Okay. Great. Then maybe switching gears but staying with Boa. You guys have talked in the past about Boa kind of being the regional hub given a lot of earlier stage opportunities in the Eastern Carajás there. I'm just wondering, how active an acquisition program do you have on or is that more of a back burner thing?
No. Look, I mean, first of all, we're in the Western Carajás, but we're already in the process of inking an acquisition of a nearby property, which I think once you've built the Boa Mill and you work your way through the Boa property and in fact, there's an underground component of Boa that we'll probably talk about too because we keep finding more interesting things at Boa itself. Boa is essentially a hill. So that's the reason why it's got such high economic returns is because you're mining into a hill.
But there's a future of Boa underground as well. But at the same time, playing on the same logic we have in the Curaçá Valley, once you build that mill, you can create a hub-and-spoke type of operation. And there are other properties in the hood that we've looked at and we're talking to people about and thinking ahead down the road as to continuing the life of a production facility in that area.

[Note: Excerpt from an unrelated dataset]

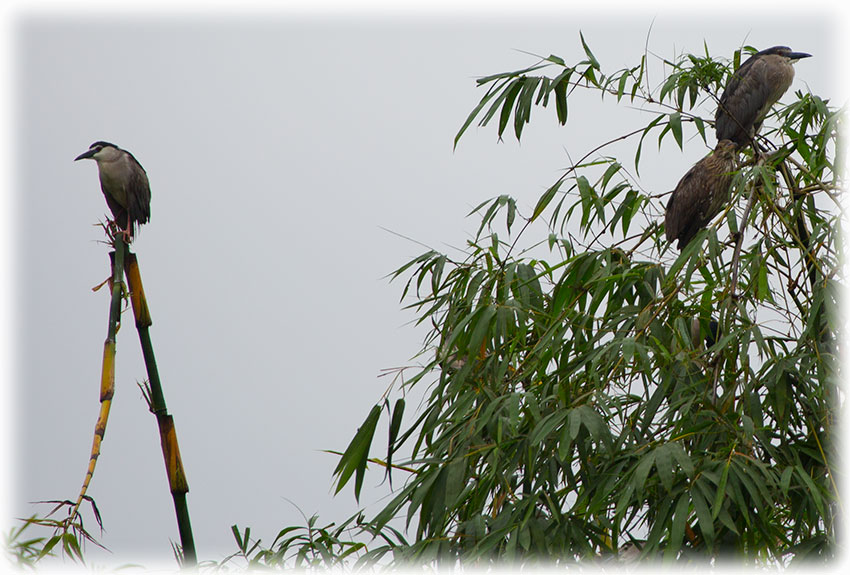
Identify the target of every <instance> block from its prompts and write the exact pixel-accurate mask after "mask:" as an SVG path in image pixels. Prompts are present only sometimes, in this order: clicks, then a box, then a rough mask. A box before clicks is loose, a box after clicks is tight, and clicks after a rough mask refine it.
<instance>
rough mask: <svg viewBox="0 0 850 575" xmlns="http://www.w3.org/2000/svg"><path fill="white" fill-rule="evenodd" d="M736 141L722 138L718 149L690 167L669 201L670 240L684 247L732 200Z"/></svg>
mask: <svg viewBox="0 0 850 575" xmlns="http://www.w3.org/2000/svg"><path fill="white" fill-rule="evenodd" d="M735 149H736V148H735V142H733V141H731V140H720V141H719V142H718V143H717V146H716V147H715V148H714V151H713V152H712V153H710V154H709V155H708V156H706V157H705V158H703V159H702V160H700V161H699V162H697V163H696V164H694V166H693V167H692V168H691V169H690V170H688V173H686V174H685V175H684V176H682V179H681V180H679V183H678V184H677V185H676V189H675V190H673V195H672V196H670V200H669V201H668V202H667V213H666V215H665V217H664V227H665V229H666V233H667V240H668V241H670V242H672V241H673V240H679V243H678V245H677V247H678V248H679V250H681V249H683V248H684V247H685V246H686V245H688V242H690V241H691V240H692V239H693V237H694V236H695V235H696V234H697V232H698V231H700V230H701V229H702V228H704V227H705V226H706V225H707V224H708V223H709V222H710V221H711V220H712V219H714V216H716V215H717V214H719V213H720V211H721V210H722V209H723V206H724V205H725V204H726V202H728V201H729V189H730V187H731V185H732V176H733V172H734V170H735V159H736V154H735Z"/></svg>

On a wider basis, look, the Carajás is an interesting place. It's still relatively unexplored, certainly on the west, and there's plenty of opportunities there. And so I think you would expect us over the next 5 years to be seeking to build a much bigger leg to our business in that part of Brazil. I don't think you should think of Boa as being one isolated little operation that we build and then we close up and go away. That's not the way we're thinking about it. We're thinking about it as being a meaningful additional leg to the business.
This concludes the question-and-answer session. I would like to turn the conference back over to management for any closing remarks.
Again, thank you to everyone for attending our call today and for your questions. We look forward to speaking to you again in just a few weeks to discuss our first quarter 2022 results. And as ever, if you've got any more questions or queries, please contact us directly, and we're happy to talk about things. Thank you very much.
This concludes today's conference call. You may disconnect your lines. Thank you for participating and have a pleasant day.